Recently, my wife and I were writing when Glee came on after The Simpsons. Instead of simply acknowledging it was on, we were a little more attentive. This episode was … well, different. We were interested to see how the episode, “Grilled Cheesus,” would unfold.

Many topics surfaced during the episode. One of the most prominent was the separation of church and state. The episode sets up the issue by the cheerleading coach, Sue, recruiting a fellow atheist, Kurt, to file a complaint about the glee club for singing religious songs. Many evangelicals would find it obligatory to focus on this given their record on the issue. Honestly, as long as Christianity is allowed to be preached and practiced, followers have more than enough freedom to practice their beliefs. Forcing others to accept messages isn’t biblical anyway. It is biblical, though, for a Christian to assume their message will not always be accepted.

So, what was the most significant topic of the episode? Kurt, by invitation, attended Mercedes’ charismatic evangelical church. Before her amazing performance of “Bridge over Troubled Water,” Mercedes singled Kurt out in the congregation and explained that she knows people sometimes believe in different things. Consoling him, she explained that it is cool he had his own opinion about “religion,” but he had to believe in something. Adding to the inconsistency, members of the congregation agreed with Mercedes.

I’m not debating which philosophy is right or whether or not there is a God. I simply disagree with the false portrayal of fundamentalist Christianity as a new age and further evolved Christian church. A basic foundation of the movement’s doctrine, evangelizing, was missing. I’m not objecting to the liberation of the conservative Christian movement because I am a part of the evangelical church and the movement to liberate it.

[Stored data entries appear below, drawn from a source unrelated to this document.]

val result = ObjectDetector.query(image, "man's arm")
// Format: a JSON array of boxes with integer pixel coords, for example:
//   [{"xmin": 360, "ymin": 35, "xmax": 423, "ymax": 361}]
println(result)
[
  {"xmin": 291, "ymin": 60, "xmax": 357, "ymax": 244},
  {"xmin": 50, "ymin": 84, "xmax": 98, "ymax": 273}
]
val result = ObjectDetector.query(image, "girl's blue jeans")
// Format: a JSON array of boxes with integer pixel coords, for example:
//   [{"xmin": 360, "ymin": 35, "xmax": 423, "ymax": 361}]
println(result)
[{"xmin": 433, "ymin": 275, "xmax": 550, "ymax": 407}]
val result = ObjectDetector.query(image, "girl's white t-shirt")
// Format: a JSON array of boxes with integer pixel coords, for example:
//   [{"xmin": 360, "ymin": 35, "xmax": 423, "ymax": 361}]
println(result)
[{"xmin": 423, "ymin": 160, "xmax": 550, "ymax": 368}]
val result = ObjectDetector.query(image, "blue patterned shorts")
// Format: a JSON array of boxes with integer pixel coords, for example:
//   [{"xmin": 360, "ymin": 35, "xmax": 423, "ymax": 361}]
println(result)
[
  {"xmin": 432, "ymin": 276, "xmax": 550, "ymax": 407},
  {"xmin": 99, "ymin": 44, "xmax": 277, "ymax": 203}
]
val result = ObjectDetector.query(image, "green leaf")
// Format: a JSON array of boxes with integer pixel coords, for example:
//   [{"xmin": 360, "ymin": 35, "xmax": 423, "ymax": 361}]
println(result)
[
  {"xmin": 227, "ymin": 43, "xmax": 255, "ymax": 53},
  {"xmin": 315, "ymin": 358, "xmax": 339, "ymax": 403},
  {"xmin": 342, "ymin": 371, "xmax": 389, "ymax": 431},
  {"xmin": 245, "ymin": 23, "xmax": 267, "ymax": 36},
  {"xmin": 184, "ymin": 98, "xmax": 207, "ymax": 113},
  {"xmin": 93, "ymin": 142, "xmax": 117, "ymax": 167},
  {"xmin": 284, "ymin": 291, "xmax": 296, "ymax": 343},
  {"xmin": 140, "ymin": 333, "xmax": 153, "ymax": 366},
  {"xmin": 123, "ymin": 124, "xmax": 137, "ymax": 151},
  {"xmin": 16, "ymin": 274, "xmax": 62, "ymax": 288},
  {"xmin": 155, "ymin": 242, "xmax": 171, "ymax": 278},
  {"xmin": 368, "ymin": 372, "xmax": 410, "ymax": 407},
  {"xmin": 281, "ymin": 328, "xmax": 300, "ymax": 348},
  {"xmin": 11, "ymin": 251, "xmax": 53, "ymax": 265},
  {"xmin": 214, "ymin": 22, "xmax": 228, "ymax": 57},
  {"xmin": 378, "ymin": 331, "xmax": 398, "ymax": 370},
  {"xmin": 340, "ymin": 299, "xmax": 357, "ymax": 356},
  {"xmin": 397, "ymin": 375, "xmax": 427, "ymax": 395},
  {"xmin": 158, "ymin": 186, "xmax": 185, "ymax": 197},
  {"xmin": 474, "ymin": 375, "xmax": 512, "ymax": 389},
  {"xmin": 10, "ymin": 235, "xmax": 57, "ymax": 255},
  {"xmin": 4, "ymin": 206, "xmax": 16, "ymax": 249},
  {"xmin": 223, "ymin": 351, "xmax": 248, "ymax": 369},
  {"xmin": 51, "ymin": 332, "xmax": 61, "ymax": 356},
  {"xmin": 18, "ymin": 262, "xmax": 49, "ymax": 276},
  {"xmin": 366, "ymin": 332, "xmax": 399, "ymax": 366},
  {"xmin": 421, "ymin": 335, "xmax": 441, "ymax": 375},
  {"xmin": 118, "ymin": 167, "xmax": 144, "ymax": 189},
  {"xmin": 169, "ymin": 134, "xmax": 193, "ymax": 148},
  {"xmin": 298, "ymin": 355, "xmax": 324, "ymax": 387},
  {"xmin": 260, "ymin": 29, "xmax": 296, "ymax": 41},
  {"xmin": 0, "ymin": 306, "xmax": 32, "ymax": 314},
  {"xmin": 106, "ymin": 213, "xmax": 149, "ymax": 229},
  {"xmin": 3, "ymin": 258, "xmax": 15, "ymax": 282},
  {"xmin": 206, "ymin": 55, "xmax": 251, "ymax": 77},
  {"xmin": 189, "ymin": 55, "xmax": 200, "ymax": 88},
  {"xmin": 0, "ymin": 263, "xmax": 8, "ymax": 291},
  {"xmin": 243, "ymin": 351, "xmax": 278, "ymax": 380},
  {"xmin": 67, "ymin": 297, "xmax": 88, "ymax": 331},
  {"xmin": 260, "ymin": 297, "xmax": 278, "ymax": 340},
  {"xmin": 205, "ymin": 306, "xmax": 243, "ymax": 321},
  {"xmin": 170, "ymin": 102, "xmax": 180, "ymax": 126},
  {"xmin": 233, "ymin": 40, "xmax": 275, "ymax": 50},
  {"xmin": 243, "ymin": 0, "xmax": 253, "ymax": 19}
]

I am objecting to the fact that an evangelical church was portrayed in a way that is contrary to its basic identity. Glee’s script implies evangelicals tolerate the belief in the absolute antithesis of Christianity. This is absurd and should be seen as absurd by both Christians and non-Christians. Fundamentalists, all too often, are intolerant of other beliefs. Mercedes’ line “You gotta believe in something” would not be something you hear in the type of church portrayed on the show.

So, why did the writers not correctly represent the church’s beliefs? Was it because they did not know better? I doubt it. Christian fundamentalism has spread far and wide throughout this country. Was it because they did not want to offend viewers with a message that claimed to be the one and only truth? Indeed. Christian fundamentalism is considered so radical it cannot be both purely portrayed in its entirety and accepted by the secular world. This episode obscured the real identity of evangelical Christianity. The writers of the show may have dodged some controversy, but not portraying evangelicalism in its true light might have negative implications relative to their intentions, which were, essentially, to bring society as a whole closer to the truth.